Composer/Songs: Cole Porter
Arrangements/Orchestrations: Edward Powell, (“Easy To Love” orchestrated by Powell and Leo Arnaud)
Born To Dance
Rhino Handmade RHM 27778, TT: 66.29, 18 tracks (mono and stereo) **** Quintessential
Producer: George Feltenstein, Performed: MGM Soloists, Studio Orchestra & Chorus, Musical Director, Alfred Newman
by Ross Care
My admittedly biased opinion that Cole Porter is probably the greatest American songwriter (I once wrote a major Porter appreciation for the Library of Congress) has apparently been vindicated by the recent Porter media blitz. Four major Porter MGM musicals (including Kiss Me Kate and Silk Stockings) have been remastered on DVD, and the Rhino Handmade CD series which reissued The Pirate, has also released Porter’s first major original film score, MGM’s 1936 Born To Dance.
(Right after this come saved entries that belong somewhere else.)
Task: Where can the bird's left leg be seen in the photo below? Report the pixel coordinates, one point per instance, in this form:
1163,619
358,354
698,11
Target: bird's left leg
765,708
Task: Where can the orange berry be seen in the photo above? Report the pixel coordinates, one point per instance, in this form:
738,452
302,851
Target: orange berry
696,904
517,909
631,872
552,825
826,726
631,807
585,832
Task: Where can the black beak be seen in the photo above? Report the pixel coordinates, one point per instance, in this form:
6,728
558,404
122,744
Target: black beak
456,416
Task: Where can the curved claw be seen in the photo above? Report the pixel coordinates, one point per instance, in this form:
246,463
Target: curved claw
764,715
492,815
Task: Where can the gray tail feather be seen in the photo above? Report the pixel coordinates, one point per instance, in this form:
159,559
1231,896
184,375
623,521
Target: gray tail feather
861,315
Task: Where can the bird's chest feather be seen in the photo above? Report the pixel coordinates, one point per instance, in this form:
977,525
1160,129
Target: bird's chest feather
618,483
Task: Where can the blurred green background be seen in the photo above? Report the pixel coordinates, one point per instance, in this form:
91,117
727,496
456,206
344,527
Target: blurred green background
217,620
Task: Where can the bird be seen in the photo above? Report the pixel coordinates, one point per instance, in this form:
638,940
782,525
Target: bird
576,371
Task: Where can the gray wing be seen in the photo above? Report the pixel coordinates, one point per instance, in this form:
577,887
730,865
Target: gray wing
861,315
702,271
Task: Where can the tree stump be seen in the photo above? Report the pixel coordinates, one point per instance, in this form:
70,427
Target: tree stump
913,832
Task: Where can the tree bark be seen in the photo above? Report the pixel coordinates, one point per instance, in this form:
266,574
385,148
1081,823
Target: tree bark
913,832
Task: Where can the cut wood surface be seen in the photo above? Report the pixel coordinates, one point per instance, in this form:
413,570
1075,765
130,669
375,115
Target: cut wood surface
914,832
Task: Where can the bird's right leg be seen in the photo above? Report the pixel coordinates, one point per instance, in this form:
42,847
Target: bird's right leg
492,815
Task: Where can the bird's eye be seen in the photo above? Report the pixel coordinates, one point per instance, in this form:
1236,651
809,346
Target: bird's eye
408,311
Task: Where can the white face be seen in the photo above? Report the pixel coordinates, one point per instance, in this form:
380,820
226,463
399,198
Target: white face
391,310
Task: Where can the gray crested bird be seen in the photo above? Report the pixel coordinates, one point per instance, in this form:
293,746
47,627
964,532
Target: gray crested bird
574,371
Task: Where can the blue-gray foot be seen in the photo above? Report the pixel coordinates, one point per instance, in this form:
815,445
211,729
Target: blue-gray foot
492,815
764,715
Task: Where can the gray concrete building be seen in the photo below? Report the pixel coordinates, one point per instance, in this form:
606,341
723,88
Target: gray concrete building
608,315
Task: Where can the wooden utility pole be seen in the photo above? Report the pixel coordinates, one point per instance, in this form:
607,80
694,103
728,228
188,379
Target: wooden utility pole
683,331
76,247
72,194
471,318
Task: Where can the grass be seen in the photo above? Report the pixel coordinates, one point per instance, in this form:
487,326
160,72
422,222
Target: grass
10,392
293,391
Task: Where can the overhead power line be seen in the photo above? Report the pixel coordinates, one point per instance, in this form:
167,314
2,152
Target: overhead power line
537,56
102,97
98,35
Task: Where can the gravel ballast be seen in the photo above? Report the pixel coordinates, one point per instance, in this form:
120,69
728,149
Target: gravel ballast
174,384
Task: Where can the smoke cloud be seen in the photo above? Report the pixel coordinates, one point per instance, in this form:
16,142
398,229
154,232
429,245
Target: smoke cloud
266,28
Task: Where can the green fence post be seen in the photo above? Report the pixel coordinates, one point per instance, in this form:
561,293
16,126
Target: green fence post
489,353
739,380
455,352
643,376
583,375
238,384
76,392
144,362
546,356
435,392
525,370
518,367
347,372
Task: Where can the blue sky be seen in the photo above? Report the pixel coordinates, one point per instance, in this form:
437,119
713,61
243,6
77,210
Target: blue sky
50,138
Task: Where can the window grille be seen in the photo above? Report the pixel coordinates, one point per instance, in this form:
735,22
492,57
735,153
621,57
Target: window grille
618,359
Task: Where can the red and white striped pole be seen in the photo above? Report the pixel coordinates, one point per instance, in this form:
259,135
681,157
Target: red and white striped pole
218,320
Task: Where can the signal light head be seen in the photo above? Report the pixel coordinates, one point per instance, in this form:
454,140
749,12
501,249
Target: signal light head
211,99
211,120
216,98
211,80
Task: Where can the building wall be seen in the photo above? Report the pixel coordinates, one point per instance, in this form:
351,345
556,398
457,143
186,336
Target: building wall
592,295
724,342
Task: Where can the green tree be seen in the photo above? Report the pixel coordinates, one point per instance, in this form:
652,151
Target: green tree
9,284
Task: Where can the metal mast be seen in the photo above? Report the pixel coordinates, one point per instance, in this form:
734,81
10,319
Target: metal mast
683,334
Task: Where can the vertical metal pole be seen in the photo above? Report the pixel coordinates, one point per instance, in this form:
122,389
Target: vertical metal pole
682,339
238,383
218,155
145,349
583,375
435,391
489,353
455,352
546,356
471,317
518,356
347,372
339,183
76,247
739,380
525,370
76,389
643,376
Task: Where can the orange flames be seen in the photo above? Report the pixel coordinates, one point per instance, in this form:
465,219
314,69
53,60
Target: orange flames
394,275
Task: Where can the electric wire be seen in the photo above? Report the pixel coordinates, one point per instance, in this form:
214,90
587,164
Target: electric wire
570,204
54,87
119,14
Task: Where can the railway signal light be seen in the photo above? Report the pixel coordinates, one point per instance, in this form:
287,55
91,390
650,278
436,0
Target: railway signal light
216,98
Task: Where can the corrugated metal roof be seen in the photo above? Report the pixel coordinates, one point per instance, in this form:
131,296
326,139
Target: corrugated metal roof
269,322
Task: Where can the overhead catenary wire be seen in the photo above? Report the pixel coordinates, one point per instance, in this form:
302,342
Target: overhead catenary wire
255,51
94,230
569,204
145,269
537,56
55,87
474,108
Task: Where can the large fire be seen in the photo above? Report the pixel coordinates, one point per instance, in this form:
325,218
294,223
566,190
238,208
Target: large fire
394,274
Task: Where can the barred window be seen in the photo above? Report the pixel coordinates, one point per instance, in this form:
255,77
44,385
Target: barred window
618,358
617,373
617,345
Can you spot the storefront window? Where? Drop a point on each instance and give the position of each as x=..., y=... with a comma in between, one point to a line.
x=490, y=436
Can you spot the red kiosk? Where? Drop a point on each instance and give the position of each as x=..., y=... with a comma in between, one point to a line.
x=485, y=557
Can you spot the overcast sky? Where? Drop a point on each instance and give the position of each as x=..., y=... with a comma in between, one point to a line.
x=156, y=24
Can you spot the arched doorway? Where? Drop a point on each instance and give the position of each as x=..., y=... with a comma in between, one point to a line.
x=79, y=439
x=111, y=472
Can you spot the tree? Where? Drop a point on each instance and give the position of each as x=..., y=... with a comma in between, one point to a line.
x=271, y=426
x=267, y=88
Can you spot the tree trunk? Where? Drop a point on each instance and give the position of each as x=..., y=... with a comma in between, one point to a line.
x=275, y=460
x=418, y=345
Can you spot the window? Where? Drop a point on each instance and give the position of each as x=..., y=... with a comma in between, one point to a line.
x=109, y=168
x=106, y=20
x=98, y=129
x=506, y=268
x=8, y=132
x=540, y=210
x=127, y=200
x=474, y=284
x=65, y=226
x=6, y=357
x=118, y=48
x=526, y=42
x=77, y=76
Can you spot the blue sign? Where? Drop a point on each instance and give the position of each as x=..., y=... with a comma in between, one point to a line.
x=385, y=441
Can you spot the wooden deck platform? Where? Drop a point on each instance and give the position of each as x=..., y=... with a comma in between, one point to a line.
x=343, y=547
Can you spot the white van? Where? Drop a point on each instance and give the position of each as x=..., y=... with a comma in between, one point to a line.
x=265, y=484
Born To Dance was developed as a starring vehicle for MGM’s new dancing star of the 1930s, Eleanor Powell, but also introduced two of Porter’s most enduring vocal standards, “Easy To Love,” and “I’ve Got You Under My Skin”. Porter recycled the former from a Broadway show in which the leading man was intimidated by the song’s octave and a half range, but, apparently unaware of its vocal demands, a young James Stewart delivers a beguilingly artless rendition. His ensuing duet with Powell (voice-doubled by Marjorie Lane) is followed by an elaborate set of orchestral dance variations that commence in a sleek, almost 1950s mode, and climax with a nod to Ponchielli’s “Dance of the Hours”.
Porter out-Berlins Irving Berlin with “Rap Tap On Wood,” one of the most infectious and rag-ish tunes Cole ever wrote. Both “Easy” and “Rap Tap” are presented in stereo that must make them two of the earliest Hollywood numbers yet presented in true spatial sound. (While the instrumentals are admittedly thrilling like this, the new mix does tend to overwhelm the vocals just a tad).
Aside from its great solos Born To Dance features several equally elaborate ensemble numbers. “Love Me, Love My Pekinese,” a droll operetta pastiche/parody, somehow manages to fuse Kurt Weill, Gilbert and Sullivan, the sailor’s hornpipe, and a grandiose Navy chorus into a uniquely high camp moment, as funny on CD as in the film. In contrast, another piece, “Hey, Babe, Hey,” is one of the most deliberately corny (yet appealing) MGM numbers prior to “You Can Count On Me” from the later On the Town. BTD musical direction by Alfred Newman, now topping his precocious New York theatrical career with a supra-Broadway Hollywood sound, and orchestrations by Edward Powell, fuse to provide some of the most stylish and vivid orchestral playing for some of the most elaborate Hollywood numbers up to this point. (The final “Swinging the Jinx Away” runs nearly fifteen minutes!) There is excessive noise on some of the cues, but considering the age of these tracks (vintage 1936) the results are still amazing.
This complete Born To Dance is a very special treat for lovers of early Hollywood musicals, exhilarating orchestral sound, and the late, truly great Cole Porter.
(Now when will Rhino present us with the never-recorded On the Town with its wonderful Leonard Bernstein orchestral ballet music?)